ET: What is your exercise regimen?
KI: I’ve always loved sports. Growing up and throughout my modeling that’s how I got my exercise. I didn’t think of it as exercise because I was doing what I loved and the result was exercise. I love surfing, hiking, riding my bike. I love being outdoors. Some of my sports are seasonal, some work specific parts of the body so that can be difficult. I do try to include sit-ups and just taking some time to do some crunches, a few pushups and a few sit ups. I try to get some type of aerobic activity at least three days a week, maybe a hike, maybe just riding my bike.
Finding time to exercise is not easy. But even if it’s taking the least-desired parking spot, where you have to walk farther, or little things like taking the stairs all add up. Now I look for those opportunities. You have to make the time for exercise. Look at it as a meeting, if business or PTA meetings are part of your life.
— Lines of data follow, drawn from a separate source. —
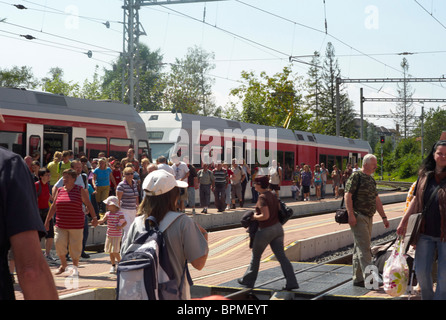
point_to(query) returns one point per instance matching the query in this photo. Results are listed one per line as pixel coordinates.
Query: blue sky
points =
(367, 36)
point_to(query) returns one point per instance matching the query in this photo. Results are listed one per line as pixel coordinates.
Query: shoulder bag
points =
(341, 215)
(414, 223)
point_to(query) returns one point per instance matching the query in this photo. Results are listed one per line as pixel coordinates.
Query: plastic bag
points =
(396, 272)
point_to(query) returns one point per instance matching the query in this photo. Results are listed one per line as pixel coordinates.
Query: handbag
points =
(396, 271)
(414, 223)
(341, 214)
(285, 212)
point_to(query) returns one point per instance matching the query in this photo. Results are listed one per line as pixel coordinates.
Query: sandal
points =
(60, 270)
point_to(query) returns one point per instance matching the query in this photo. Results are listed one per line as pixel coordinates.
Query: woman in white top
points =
(162, 194)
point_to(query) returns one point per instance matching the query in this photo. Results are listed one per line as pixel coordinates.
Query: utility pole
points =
(133, 29)
(383, 80)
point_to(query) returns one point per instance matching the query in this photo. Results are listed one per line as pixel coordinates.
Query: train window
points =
(12, 141)
(288, 166)
(34, 144)
(323, 158)
(96, 145)
(119, 147)
(143, 149)
(79, 146)
(155, 135)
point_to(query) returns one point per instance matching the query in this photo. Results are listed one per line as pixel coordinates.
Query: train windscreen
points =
(160, 149)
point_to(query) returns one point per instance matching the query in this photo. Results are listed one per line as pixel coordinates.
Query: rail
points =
(249, 293)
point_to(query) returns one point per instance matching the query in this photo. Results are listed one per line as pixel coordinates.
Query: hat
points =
(160, 181)
(112, 200)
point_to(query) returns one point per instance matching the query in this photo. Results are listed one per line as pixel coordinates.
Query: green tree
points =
(434, 125)
(55, 84)
(269, 100)
(404, 111)
(188, 86)
(18, 77)
(330, 73)
(150, 79)
(313, 97)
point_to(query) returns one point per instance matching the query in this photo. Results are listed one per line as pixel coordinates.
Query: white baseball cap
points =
(112, 200)
(160, 181)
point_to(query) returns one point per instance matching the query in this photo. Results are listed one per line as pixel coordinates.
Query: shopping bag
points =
(396, 271)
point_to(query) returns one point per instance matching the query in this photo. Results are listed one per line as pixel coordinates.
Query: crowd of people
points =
(74, 193)
(304, 179)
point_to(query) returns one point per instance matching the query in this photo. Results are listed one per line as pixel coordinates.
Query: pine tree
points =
(330, 73)
(404, 112)
(312, 99)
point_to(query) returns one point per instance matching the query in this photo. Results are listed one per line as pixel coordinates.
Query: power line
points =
(61, 37)
(429, 13)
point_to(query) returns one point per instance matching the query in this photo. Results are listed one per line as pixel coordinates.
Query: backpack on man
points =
(145, 271)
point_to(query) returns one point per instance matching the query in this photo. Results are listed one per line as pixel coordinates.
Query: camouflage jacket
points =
(365, 201)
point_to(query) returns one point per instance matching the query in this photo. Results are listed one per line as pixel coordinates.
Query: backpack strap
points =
(168, 219)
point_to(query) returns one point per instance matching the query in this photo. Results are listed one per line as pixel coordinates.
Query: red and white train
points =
(43, 122)
(37, 121)
(207, 139)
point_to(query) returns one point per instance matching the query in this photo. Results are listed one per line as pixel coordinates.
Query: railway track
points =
(258, 292)
(397, 185)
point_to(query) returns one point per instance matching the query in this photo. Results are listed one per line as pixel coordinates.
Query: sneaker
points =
(74, 272)
(113, 270)
(50, 258)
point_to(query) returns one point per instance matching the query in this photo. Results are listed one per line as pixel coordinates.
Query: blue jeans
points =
(424, 259)
(272, 236)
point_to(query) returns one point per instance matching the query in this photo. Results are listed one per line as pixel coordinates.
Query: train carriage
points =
(37, 122)
(206, 139)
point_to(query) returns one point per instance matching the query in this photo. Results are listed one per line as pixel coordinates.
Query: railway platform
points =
(229, 257)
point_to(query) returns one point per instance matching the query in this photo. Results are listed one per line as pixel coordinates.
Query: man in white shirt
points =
(181, 173)
(162, 164)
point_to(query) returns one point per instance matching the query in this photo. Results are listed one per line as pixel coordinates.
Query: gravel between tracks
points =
(330, 255)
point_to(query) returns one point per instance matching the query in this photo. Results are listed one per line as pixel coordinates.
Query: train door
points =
(34, 137)
(79, 137)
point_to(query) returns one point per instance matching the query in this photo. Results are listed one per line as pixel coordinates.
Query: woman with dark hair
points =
(185, 240)
(432, 236)
(43, 198)
(270, 232)
(70, 220)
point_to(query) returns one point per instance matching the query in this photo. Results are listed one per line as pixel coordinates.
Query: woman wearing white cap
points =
(185, 240)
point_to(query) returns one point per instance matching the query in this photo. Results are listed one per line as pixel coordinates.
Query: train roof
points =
(29, 101)
(168, 121)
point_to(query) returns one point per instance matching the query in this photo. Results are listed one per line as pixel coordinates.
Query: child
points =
(116, 222)
(294, 191)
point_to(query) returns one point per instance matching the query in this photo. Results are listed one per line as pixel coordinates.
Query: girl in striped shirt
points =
(115, 224)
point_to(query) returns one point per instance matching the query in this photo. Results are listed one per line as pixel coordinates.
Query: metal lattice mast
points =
(132, 30)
Have a meeting for yourself.
ET: What’s behind your successful transition from supermodel to CEO?
KI: When I was modeling I had the great blessing of having worked all my life. My first job was when I was four years old selling painted rocks from my wagon. I just always worked. I entered the modeling industry as a business person already. The entire time I was working in that industry I was trying and failing at businesses. Had I succeeded earlier my modeling career wouldn’t have gone on as it did. It
wasn’t until ‘93 that I started our brand with a pair of socks.
I didn’t have that desperation: “I’ve got to make it in modeling otherwise I’m doomed.” I’ve seen this happen with people in modeling: You can be the most gorgeous person but if you don’t have the look of the moment it’s very fickle. It never felt secure to me to earn a paycheck based on how someone else perceived how I looked. I was grateful, but I always knew I belonged on the other side of the camera. I looked at the clients and daydreamed about being a client someday. And I built a business today that has absolutely nothing to do with my appearance.
ET: What overriding message would you point to in your book Real Solutions for Busy Moms?
KI: It’s kind of a “mom-apedia,” a parenting guide. I really encourage women to figure out what their priorities are and then put boundaries in place. I was 40 years old before I learned that “no” is a complete sentence. As women we oftentimes want to do everything.